Dave, of course it's okay this kind of coolness is encouraged! I thought your post deserved its own thread. If you don't like the title please edit it. 

Man I got choked up when you were talking about the fire. Wish I had known about you in 2004 - I lived in Gaithersburg then just 10 minutes from your shop (722 Tiffany Ct.) . I could have hung out at your shop for a cuppa or two and bugged you between remodeling jobs I was taking to kill the time while living there.

Reactions: Like 1 | Thank You! 1


----------



## DaveHawk (Apr 5, 2016)

Well that would have been cool. May of 04 Is is when I caught my office manager trying to steal my business. He had stolen to other businesses how I found out and another month and he would have had mine. But thanks to a bank and a couple friends in the county I was able to find out what he was doing and time. Before 08 I had 8 guys and a larger shop. I ran the shop.

Reactions: Sincere 1


----------



## DaveHawk (Apr 5, 2016)

Kevin where are you from this area.?


----------



## Kevin (Apr 5, 2016)

DaveHawk said:


> Kevin where are you from this area.?



No. In 2004 I moved up there to marry my high school sweetheart, pack her and her kids up sell her house and move them back to Texas where they belonged. They are all still thanking me to this day lol (no joke).
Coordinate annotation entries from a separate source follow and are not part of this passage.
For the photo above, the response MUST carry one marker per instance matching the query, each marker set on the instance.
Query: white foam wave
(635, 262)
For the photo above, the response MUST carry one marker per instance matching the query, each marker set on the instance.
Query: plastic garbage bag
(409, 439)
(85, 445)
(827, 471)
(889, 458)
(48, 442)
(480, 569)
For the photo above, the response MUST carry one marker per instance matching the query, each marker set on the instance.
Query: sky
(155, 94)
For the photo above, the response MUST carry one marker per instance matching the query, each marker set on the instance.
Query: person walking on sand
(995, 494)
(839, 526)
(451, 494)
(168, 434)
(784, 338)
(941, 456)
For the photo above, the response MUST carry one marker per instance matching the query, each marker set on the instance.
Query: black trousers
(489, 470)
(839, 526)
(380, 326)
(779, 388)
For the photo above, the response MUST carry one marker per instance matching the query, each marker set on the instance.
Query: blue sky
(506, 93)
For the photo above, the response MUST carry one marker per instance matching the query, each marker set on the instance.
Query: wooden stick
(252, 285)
Reactions: Like 1 | +Karma 1


----------



## barry richardson (Apr 5, 2016)

Very cool Dave! Thanks for posting it...

Reactions: Like 1


----------



## Wildthings (Apr 5, 2016)

Very well done video! Thanks for sharing.

Reactions: Like 1


----------



## Tony (Apr 5, 2016)

Very cool Dave, that really sucks about the fire. Awesome shop dog! Tony

Reactions: Like 1


----------



## NYWoodturner (Apr 5, 2016)

Very nice David

Reactions: Thank You! 1


----------



## woodtickgreg (Apr 6, 2016)

This is a very cool video, rarely do we get to see a glimpse of each others lives.
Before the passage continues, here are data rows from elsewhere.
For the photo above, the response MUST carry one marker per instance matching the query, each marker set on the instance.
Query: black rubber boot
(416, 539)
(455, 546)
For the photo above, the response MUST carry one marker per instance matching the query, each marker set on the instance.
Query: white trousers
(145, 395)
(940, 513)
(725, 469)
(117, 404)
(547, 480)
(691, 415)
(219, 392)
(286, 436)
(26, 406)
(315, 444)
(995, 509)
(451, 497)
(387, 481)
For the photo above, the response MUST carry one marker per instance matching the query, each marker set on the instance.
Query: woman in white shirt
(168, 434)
Reactions: Thank You! 1 | Agree 2


----------



## DaveHawk (Apr 6, 2016)

Thanks Greg, The young naval guy who did this impressed me greatly and I think his talents deserves to be shown off. 
Now for me. I just an old slow box turtle who's learned a thing or 2. :)

Reactions: Like 1 | +Karma 1


----------



## Nature Man (Apr 6, 2016)

Thanks so much for sharing. Sure hated to hear of your fire, but pleased of your comeback. Chuck


----------



## justallan (Apr 16, 2016)

Thanks for the video. I certainly agree that it gives a rare glimpse of who folks are.


----------